The glib, charming bullshitter is gone.

The self-pity has largely disappeared as well although I’m aware enough to see traces of it in the words I’ve just written.

Most days, I’m no longer in the bottle.

Some days, I find peace.

Where do I find that peace?

It’s an easy answer – and I’m not being facile here – I find it in justice.

Of course, every competent cop or PI seeks justice. It’s bred into the DNA.

But here’s the difference with me.

I don’t just seek justice…I burn for it.

How much do I burn?

Once in Iraq, we were on patrol through a village when the enemy bungled a Willie Peter IED shell they were attempting to arm in order to blow us away. The lucky insurgents died instantly. One escaped the full force of the blast but not the white phosphorus that spewed from the explosion and coated him with the rain from hell.

Let me explain something about Willie Peter. It burns…and burns…and burns…and doesn’t stop burning until either it runs out of oxygen or consumes itself.

That’s how badly I burn for justice.

By the way, I put a round through that insurgent’s head.
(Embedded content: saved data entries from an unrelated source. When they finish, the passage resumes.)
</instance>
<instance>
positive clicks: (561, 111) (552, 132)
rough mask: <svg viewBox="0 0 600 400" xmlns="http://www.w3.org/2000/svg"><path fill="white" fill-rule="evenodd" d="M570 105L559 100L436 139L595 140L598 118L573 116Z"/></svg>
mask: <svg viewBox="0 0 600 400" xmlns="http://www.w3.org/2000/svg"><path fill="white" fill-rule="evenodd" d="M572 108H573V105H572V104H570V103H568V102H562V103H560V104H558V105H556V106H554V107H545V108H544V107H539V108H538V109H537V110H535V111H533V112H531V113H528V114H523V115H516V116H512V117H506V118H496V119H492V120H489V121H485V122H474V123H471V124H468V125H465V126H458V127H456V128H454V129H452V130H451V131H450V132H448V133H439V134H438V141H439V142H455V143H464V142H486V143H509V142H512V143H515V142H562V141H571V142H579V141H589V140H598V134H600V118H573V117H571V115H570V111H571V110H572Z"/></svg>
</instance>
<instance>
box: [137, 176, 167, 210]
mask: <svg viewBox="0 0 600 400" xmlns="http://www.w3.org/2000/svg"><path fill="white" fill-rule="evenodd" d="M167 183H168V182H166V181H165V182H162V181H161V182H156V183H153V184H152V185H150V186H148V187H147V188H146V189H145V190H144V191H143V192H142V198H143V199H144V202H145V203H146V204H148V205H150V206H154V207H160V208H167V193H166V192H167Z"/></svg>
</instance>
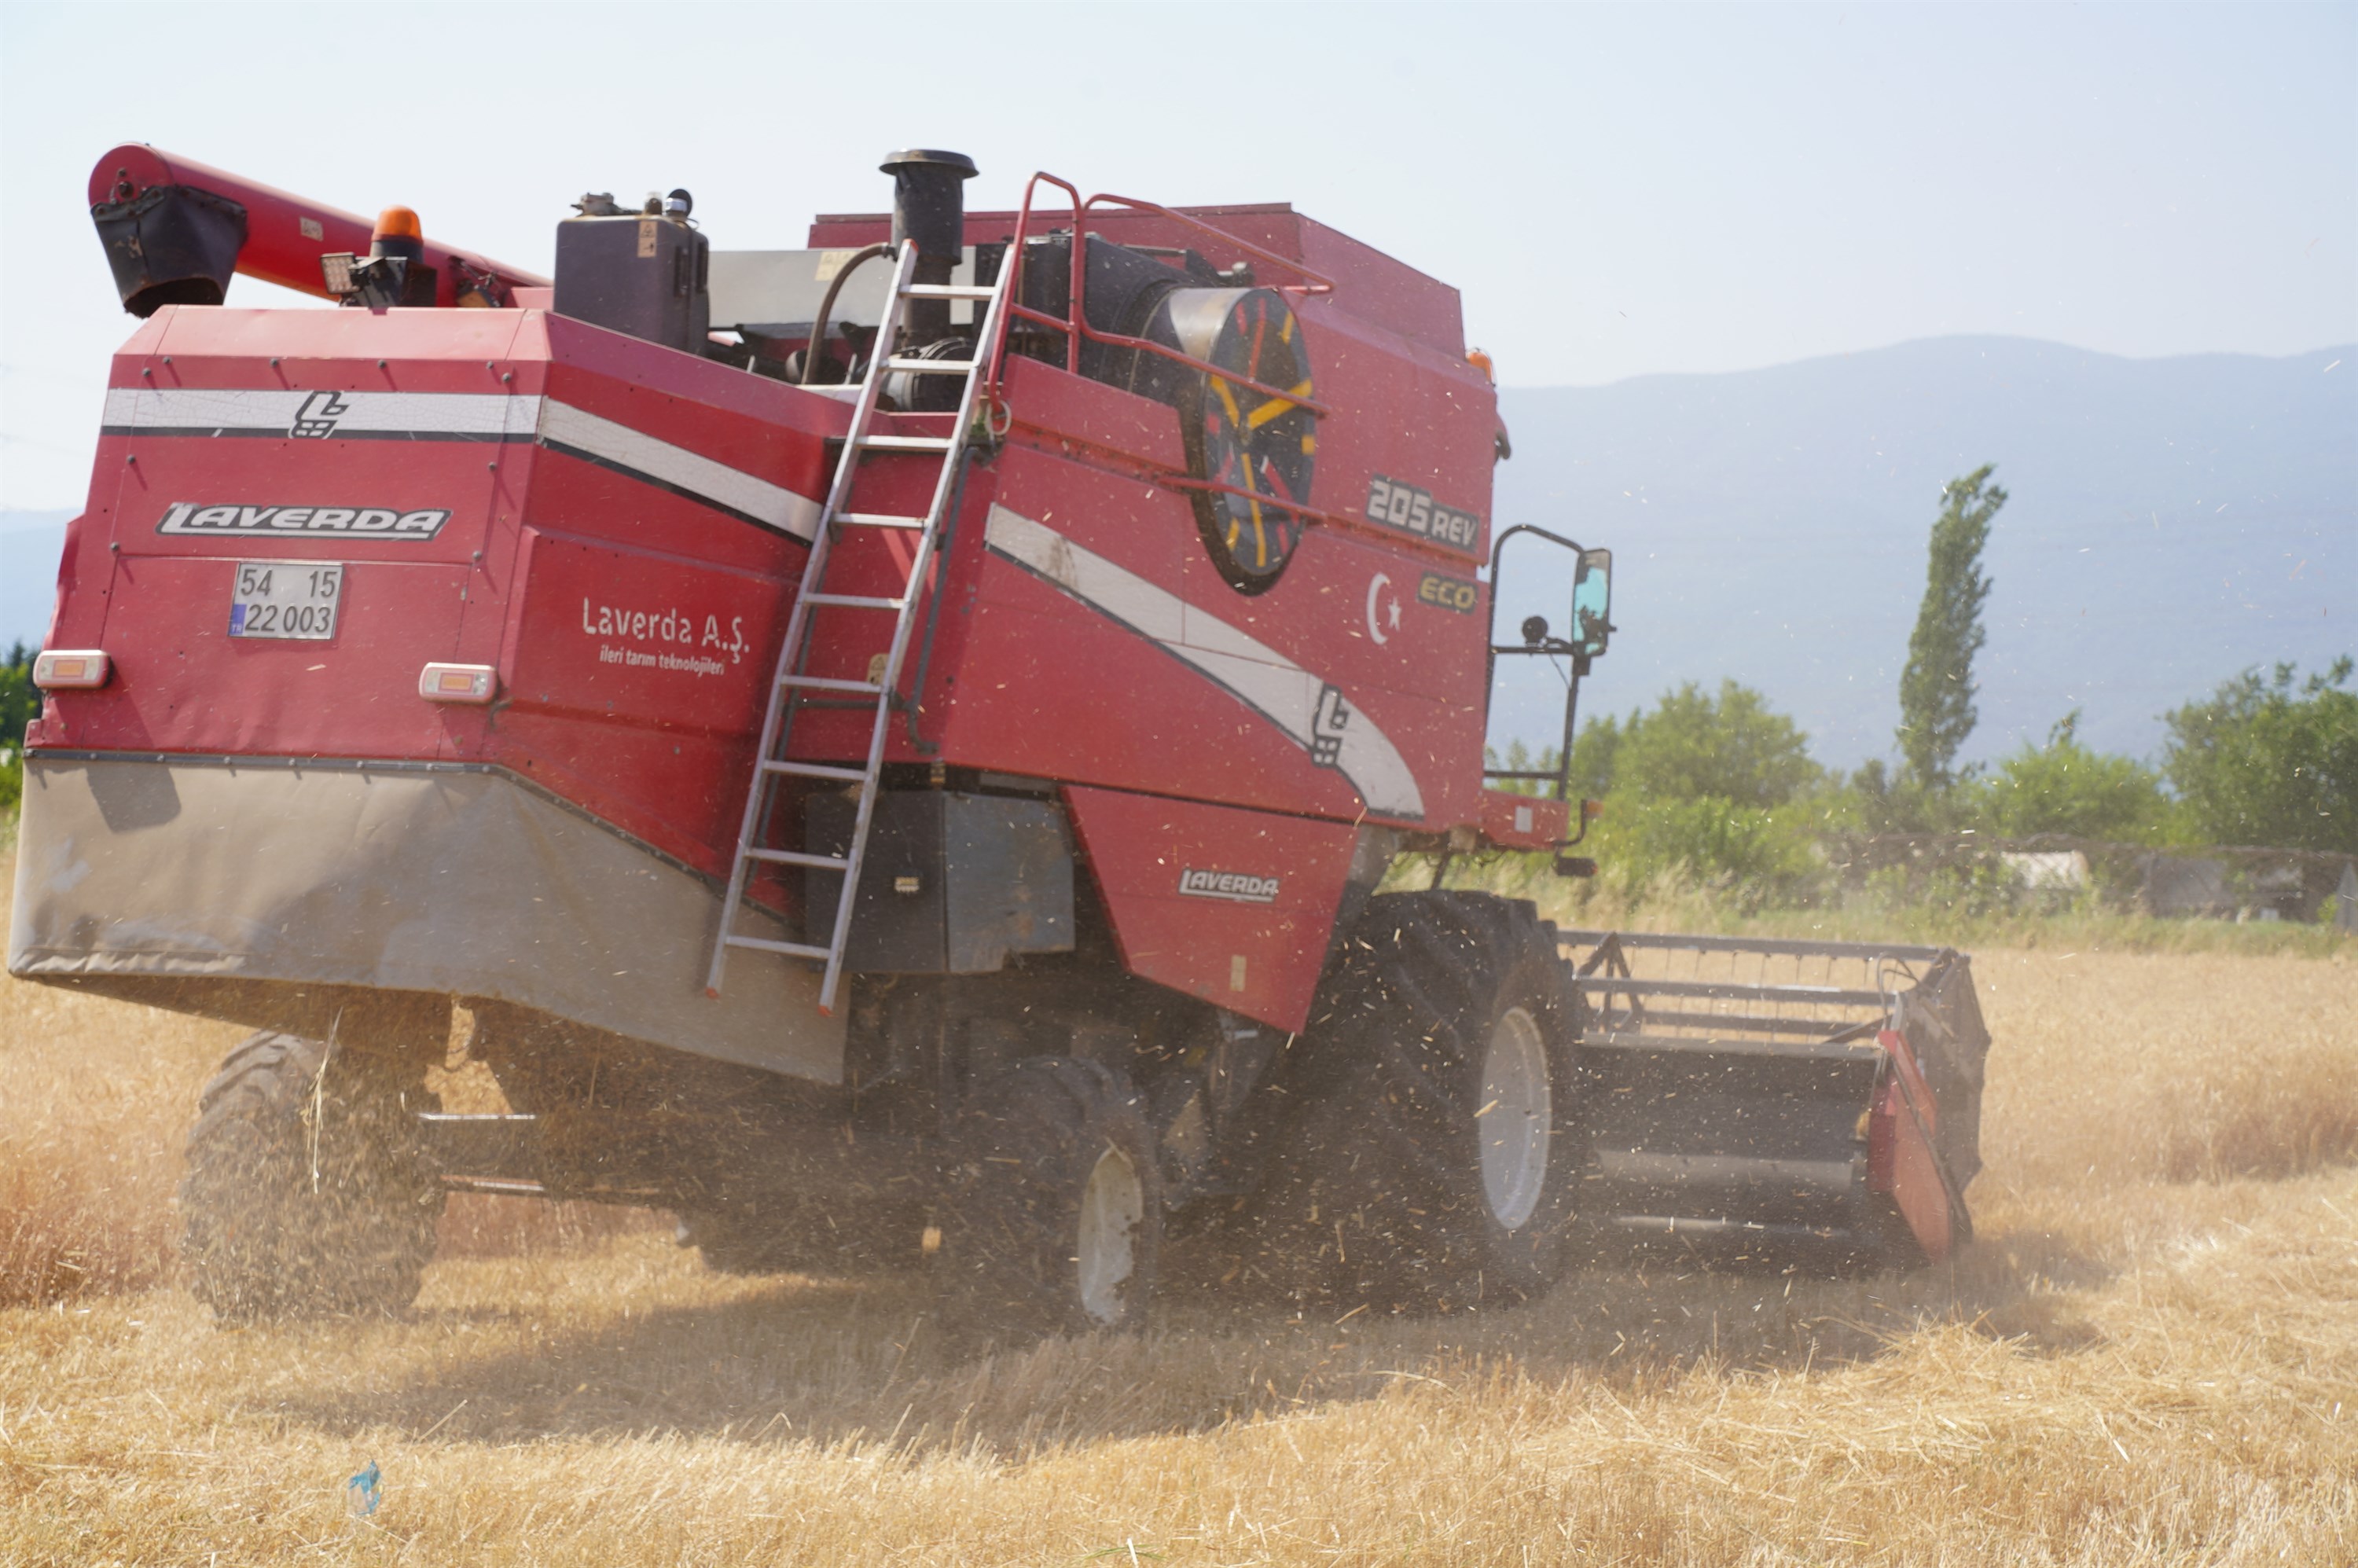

It was an act of battlefield mercy. In between the screams, the last words on his lips were, “Shukran, shukran.” Thank you, thank you.

I’ll admit there have been days since I was shot when I wished someone would give the same mercy to me. I would have thanked them as well. But the fact that I’m writing these words show that I’m past that now.

Finding justice, in big and small ways, is the salve for a mental wound that will never fully heal.

In recovery, therapists encourage you to write about the traumatic events affecting your life. It’s cathartic. They expect a few pages at a minimum and a journal full at a maximum. But, as I said, I’m a highly literate man, so they got a full book.

That book is in your hands now.

A last bit of irony before you read my story.

It was murder that set me on the path to self-destruction.

It was the murder of Curt Hinderlin that got me off it.